May the memory of the murdered remain as a blessing; may those who suffer be soothed. May the heroism of Syrian-Australian Ahmed al-Ahmed, who disarmed one of the shooters and was shot in the process, be lifted up and may he find complete healing.
This year, lighting a single candle, followed each night by another small light, seems either especially brave, or especially naive.
This year, our spiritual resilience requires better support than the comfort food of latkes and sufganiyot.
This year, I invite you to consider the details of the Hanukkah story. In reality, there was no “miracle of oil” and no divine intervention; the story is human, and complicated. One of the strands of the real story is about the intraJewish fight over Hellenistic culture; another is about the willingness to defy evil in the face of overwhelming odds.
Where does a person find the courage to do anything at all, much less act heroically, when all seems dire? Our special haftarah for this Shabbat of Hanukkah contains a famous phrase often invoked at times like this: “not by might, nor by power, but by spirit”.
זֶ֚ה דְּבַר־ה’ אֶל־זְרֻבָּבֶ֖ל לֵאמֹ֑ר לֹ֤א בְחַ֙יִל֙ וְלֹ֣א בְכֹ֔חַ כִּ֣י אִם־בְּרוּחִ֔י אָמַ֖ר ה’ צְבָאֽוֹת׃
“This is the word of HaShem to Zerubbabel: Not by might, nor by power, but by My spirit—said HaShem of Hosts. (Zekharyah 3.6)
In other words, the prophet is saying that we should rely neither upon government action (Rashi) nor some special protected status (Abravanel), but only upon HaShem’s רוח “ru’akh”. This ancient Hebrew word means “spirit” as well as “wind” and can refer as well to feeling or attitude.
Since the term ru’akh can refer to the human being as well as the Hashem, in which the human is made, it follows that we are being told to rely upon that aspect of ourselves which is most like HaShem. Zekharyah helpfully supplies a definition for us later in his prophecies:
אֵ֥לֶּה הַדְּבָרִ֖ים אֲשֶׁ֣ר תַּֽעֲשׂ֑וּ דַּבְּר֤וּ אֱמֶת֙ אִ֣ישׁ אֶת־רֵעֵ֔הוּ אֱמֶת֙ וּמִשְׁפַּ֣ט שָׁל֔וֹם שִׁפְט֖וּ בְּשַׁעֲרֵיכֶֽם׃ וְאִ֣ישׁ ׀ אֶת־רָעַ֣ת רֵעֵ֗הוּ אַֽל־תַּחְשְׁבוּ֙ בִּלְבַבְכֶ֔ם וּשְׁבֻ֥עַת שֶׁ֖קֶר אַֽל־תֶּאֱהָ֑בוּ כִּ֧י אֶת־כׇּל־אֵ֛לֶּה אֲשֶׁ֥ר שָׂנֵ֖אתִי נְאֻם־ה’
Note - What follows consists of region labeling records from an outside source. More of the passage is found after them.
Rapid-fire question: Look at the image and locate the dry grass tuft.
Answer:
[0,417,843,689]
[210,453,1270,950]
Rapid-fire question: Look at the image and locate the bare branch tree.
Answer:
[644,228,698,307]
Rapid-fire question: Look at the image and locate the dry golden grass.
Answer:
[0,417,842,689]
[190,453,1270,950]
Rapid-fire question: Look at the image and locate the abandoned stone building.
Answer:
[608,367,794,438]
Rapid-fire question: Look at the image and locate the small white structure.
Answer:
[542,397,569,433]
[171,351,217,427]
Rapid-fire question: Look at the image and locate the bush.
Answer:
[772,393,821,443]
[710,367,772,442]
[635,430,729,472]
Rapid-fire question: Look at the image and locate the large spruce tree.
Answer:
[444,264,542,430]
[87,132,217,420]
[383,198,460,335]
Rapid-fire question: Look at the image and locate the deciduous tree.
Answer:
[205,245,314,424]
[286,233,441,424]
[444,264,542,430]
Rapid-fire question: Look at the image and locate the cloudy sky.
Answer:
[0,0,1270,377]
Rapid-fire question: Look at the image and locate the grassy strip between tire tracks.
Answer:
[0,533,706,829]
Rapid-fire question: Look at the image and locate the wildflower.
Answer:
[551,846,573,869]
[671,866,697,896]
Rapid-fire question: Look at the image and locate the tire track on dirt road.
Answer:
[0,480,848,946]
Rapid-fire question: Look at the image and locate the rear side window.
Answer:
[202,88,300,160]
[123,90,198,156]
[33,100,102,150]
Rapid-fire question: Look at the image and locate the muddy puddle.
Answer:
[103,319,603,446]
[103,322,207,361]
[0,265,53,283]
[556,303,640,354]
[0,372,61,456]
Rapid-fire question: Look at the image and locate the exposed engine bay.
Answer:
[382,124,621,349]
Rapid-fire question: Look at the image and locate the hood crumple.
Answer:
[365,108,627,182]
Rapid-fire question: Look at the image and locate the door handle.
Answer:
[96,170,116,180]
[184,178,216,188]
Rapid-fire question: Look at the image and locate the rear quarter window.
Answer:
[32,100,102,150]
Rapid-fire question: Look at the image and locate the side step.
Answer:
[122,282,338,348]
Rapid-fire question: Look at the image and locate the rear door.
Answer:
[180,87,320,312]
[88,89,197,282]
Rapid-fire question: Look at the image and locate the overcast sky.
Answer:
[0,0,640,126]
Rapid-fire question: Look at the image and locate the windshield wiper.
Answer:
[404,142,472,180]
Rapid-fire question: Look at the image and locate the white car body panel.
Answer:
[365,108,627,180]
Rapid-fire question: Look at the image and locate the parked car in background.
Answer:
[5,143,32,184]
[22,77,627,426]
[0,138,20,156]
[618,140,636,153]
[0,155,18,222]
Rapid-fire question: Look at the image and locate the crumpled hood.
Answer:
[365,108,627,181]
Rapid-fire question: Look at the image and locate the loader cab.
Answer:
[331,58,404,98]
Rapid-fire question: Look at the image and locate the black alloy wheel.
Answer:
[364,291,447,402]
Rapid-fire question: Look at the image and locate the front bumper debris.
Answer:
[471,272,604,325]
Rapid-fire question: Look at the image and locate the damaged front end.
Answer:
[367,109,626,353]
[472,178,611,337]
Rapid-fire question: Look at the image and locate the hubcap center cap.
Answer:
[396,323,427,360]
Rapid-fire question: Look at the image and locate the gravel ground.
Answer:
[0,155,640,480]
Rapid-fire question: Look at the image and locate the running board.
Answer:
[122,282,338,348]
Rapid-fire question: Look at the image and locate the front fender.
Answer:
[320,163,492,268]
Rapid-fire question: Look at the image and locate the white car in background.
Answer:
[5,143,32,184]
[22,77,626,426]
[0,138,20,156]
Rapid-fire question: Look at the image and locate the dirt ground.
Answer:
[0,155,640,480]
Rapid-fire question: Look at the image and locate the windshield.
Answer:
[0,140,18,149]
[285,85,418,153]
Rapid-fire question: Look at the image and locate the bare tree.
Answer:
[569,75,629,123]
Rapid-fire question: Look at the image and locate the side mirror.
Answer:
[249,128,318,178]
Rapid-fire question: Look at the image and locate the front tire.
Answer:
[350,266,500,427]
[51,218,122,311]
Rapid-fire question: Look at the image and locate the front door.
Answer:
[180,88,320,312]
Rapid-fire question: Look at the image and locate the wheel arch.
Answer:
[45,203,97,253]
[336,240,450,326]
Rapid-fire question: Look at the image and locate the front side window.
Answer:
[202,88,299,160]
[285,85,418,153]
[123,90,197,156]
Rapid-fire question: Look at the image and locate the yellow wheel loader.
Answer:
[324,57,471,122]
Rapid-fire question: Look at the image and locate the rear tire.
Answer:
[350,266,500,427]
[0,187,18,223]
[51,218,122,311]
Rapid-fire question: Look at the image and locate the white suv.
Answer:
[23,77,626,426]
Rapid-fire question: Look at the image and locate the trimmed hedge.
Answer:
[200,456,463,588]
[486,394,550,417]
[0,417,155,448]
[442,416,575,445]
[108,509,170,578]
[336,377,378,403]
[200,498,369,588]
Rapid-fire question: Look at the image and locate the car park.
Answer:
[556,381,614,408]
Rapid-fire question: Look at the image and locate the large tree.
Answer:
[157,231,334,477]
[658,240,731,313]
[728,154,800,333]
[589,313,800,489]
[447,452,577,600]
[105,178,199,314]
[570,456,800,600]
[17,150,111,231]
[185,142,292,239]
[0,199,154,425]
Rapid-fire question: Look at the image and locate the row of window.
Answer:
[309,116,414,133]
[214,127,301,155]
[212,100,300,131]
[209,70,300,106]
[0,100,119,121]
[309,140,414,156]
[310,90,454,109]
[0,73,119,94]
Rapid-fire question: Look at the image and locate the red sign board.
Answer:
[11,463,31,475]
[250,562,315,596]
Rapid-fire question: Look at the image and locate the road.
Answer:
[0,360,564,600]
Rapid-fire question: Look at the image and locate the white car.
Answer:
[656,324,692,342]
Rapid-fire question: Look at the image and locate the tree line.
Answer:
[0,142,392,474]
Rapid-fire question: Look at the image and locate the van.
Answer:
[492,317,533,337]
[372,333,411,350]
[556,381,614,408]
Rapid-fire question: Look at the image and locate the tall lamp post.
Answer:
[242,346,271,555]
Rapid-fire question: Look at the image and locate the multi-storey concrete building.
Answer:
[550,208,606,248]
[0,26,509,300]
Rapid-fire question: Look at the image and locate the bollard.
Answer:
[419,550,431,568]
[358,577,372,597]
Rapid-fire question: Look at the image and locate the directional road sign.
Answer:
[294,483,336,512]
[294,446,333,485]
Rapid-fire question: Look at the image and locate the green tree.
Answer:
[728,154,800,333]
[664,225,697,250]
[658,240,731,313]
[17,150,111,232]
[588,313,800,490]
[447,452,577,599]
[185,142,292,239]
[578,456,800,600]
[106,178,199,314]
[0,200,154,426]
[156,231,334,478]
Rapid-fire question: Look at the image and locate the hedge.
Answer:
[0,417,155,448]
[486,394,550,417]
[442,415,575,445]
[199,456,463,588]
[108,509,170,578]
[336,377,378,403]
These are the things you are to do: Speak the truth to one another, render true and perfect justice in your gates. And do not contrive evil against one another, and do not love perjury, because all those are things that I hate—declares HaShem. – Zekharyah 8.16-17
It is understandable that in the wake of the Bondi Beach Hanukkah massacre, some might descend into anger, or a desire for vengeance, or even maneuvering for political capital. But neither these choices, nor the reliance upon government funds to buy us bulletproof glass for our building, nor a groupthink majority attitude that forbids any one of us to fall out of lockstep, will support and sustain us in these dark times. Only divine ru’akh, remembering that we are created in the image of the Highest and are capable of acting in that image, will help us envision light in this darkness.
Acting for the world we wish to live in, rather than the world we have, is not dependent upon the odds that we will live to see that world. Just that it’s all that is worthy of our lives, and our courage.